The Robinhood server operations team published a series of articles detailing their metrics collection, monitoring and alerting infrastructure. OpenTSDB, Grafana, Kafka and Riemann form the core of the stack, with Kafka acting as a proxy layer from which the data is pushed into Riemann for stream processing of the metrics and into OpenTSDB for storage.
The tech stack at Robinhood is mostly Python with some Golang. There is a lot of dependency on metrics for debugging and monitoring of the production servers. Metrics collection is primarily done using the OpenTSDB metrics collection database, which comes with many standard collectors (called tcollectors) for various software stacks. OpenTSDB also supports plugging in custom collectors which can gather metrics and push them into OpenTSDB using its telnet or HTTP endpoints. In Robinhood’s case, the metrics data is first sent into a Kafka proxy.
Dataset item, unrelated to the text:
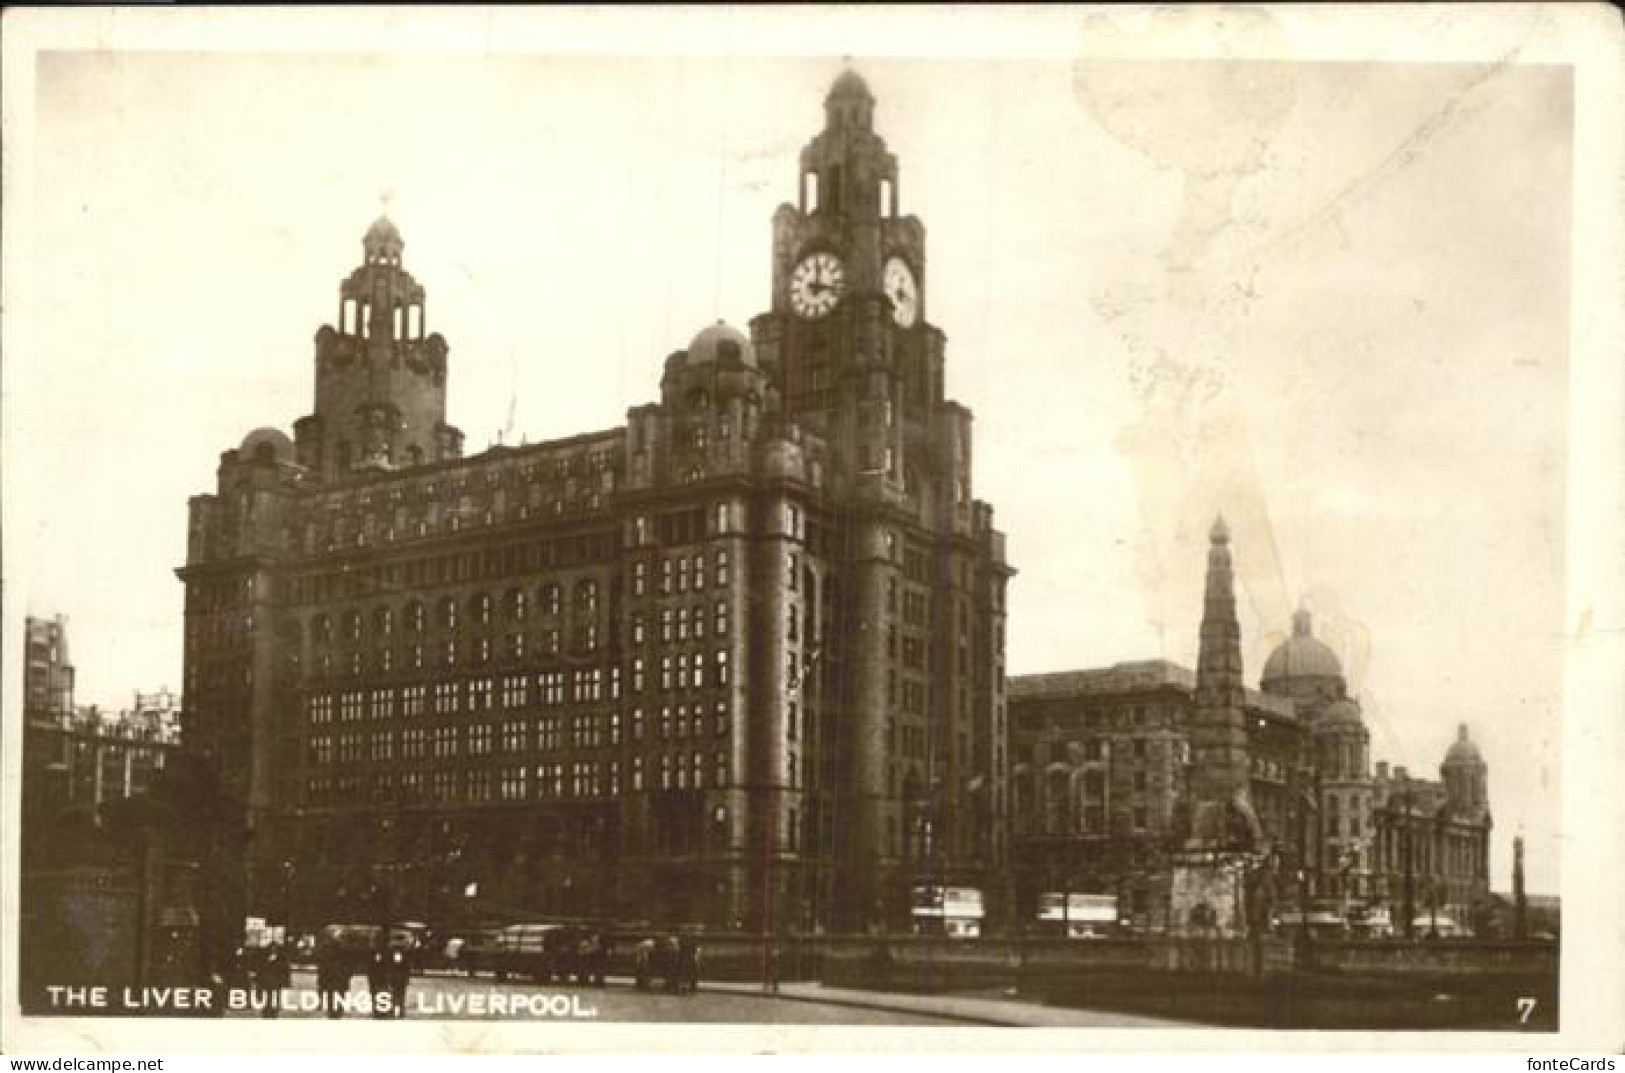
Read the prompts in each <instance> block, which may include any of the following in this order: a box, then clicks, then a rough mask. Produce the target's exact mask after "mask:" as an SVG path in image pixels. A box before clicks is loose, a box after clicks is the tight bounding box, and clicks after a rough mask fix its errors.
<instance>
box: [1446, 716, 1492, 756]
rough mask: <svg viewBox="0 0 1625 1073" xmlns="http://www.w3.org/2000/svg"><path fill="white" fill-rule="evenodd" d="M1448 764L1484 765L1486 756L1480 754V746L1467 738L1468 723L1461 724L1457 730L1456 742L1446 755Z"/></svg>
mask: <svg viewBox="0 0 1625 1073" xmlns="http://www.w3.org/2000/svg"><path fill="white" fill-rule="evenodd" d="M1445 762H1446V764H1482V762H1484V754H1482V753H1479V746H1477V745H1475V743H1474V741H1472V740H1471V738H1467V723H1461V725H1459V727H1458V728H1456V740H1454V741H1451V743H1449V749H1448V751H1446V753H1445Z"/></svg>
On each server, standard and custom tcollectors send data to Kafka. Applications are instrumented using statsd libraries, which send application metrics to a local statsd process running on each server box. The statsd server implementation used is statsite, written in C. A custom adapter converts the statsd metrics to local tcollector metrics, which are then sent to OpenTSDB via Kafka. The tcollector process outputs metrics to stdout that are pushed to Kafka using a Python script.
Since OpenTSDB forms the backbone of the metrics collection system, it needs to be highly available. InfoQ got in touch with Aravind Gottipati, operations engineer at Robinhood, to find out more:
Robinhood runs multiple independent OpenTSDB instances, each of which independently consumes the same metric stream from Kafka. This allows us to load balance requests (since they are all the same) to any of these OpenTSDB instances. This also give us easy HA. We don't run a full HBase cluster - instead each of these instances runs a local single node HBase server (+ master).
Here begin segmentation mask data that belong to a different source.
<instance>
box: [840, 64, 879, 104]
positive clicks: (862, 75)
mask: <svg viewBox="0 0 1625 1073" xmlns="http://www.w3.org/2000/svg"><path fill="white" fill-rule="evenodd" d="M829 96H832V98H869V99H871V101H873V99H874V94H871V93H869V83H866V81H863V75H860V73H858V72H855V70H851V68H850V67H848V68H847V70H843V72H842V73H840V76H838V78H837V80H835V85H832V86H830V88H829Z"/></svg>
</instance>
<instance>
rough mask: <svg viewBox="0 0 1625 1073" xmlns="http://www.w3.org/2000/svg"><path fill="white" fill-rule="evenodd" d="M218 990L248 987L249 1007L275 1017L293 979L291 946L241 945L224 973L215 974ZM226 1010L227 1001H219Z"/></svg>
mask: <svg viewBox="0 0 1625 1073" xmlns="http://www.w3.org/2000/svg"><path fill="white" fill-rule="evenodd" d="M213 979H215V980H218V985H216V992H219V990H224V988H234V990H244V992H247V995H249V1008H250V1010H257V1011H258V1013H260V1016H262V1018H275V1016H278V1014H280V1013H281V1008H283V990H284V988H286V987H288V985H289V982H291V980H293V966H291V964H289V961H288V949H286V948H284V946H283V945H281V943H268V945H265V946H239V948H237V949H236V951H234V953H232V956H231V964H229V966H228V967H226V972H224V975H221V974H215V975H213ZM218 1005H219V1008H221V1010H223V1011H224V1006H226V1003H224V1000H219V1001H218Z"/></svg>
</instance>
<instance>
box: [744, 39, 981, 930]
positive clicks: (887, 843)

Kafka is used as an intermediary so that multiple consumers can process data in different ways, one of them being to transform and push metrics into OpenTSDB. It also enables handling of increasing volumes of data by sharding it across multiple OpenTSDB servers if needed. Using Kafka as a proxy also allows for pausing and resuming the consumers for maintenance. The bridge between Kafka and OpenTSDB is a console-based consumer which prints to stdout. This is pushed to an OpenTSDB telnet listener using netcat.
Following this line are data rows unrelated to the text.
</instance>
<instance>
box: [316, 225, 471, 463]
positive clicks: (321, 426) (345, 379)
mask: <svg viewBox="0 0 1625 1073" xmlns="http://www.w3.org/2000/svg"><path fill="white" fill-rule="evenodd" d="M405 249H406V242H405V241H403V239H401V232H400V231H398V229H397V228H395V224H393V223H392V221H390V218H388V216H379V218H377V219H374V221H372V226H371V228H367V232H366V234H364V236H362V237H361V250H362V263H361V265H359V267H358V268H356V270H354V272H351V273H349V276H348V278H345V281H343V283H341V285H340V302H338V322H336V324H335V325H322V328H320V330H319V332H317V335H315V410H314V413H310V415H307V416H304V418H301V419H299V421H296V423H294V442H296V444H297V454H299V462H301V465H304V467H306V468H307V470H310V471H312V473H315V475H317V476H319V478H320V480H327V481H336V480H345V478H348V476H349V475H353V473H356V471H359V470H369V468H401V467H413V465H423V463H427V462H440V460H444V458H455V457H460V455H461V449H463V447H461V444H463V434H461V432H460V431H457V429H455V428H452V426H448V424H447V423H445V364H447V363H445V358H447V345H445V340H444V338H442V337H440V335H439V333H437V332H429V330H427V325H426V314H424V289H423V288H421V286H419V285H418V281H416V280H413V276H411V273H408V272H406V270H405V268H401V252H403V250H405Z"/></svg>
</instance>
Grafana, a visualization tool which supports Graphite, InfluxDB and OpenTSDB backends, is used for viewing metrics. CloudWatch metrics can also be plugged in into the same dashboard.
Riemann forms a key part of the monitoring and alerting workflow at Robinhood. Traditional alerting systems like Sensu - which is also used at Robinhood - depend on point in time views of metrics. They are not amenable to historical views for various reasons, including difficulties in writing such queries as well as the high latencies involved in running them. Some metrics systems might also not support historical records, and interpolation has to suffice for missing data points. OpenTSDB does do well in some of these, so why Riemann? "OpenTSDB depends on HBase and in general excels at pulling an entire range of the keyspace out from HBase. Pulling out a single metric point at an exact timestamp is not its forte. Using it for alerting would mean exactly that - pulling out and examining metric points at some exact timestamps of your choosing. While the queries are usually pretty expedient - it still has to scan through an entire key range just to extract single data points", says Gottipati.
Stream processing involves defining rules and filters and then streaming the data through them. An alert is triggered when a filter or a rule matches. Riemann can aggregate metrics streams from various sources and run them against a stream processing language. The entire metrics collection system ties in into Riemann using a Kafka consumer which pushes data into Riemann. The naming convention for metrics is influenced by OpenTSDB, where each metric has a type, host and role associated with each event as key-value pair tags. netcat is used here also to push data into Riemann, where the roles (e.g. webserver, db) that are tagged into each event by the originating tcollector are converted into Riemann tags. This makes it easy to use the built-in filter functions in Riemann. A wrapper DSL over Riemann primitives developed in-house helps developers to use it easily. Such systems are key to DevOps collaboration, so what were the key milestones in instituting a DevOps culture at Robinhood? Gottipati responded:
We built some sample dashboards that helped highlight the different system metrics we were collecting, as well as application metrics dashboards (from statsd metrics). We started using and sharing these dashboards in response to a variety of troubleshooting requests and thus got the senior folks to start using them. After a little while, we helped the same folks to put together more application specific dashboards and this got the process going. The backend/application teams build and maintain a variety of dashboards - some of which operations folks don't even know about. They train the incoming engineers on looking up and using these dashboards.
For viewing events in Riemann, an Elasticsearch (ELS) instance is used instead of the default Riemann dashboard. Around 50% of the events from Kafka are pushed into ELS, with a peak of around 20,000 events / second.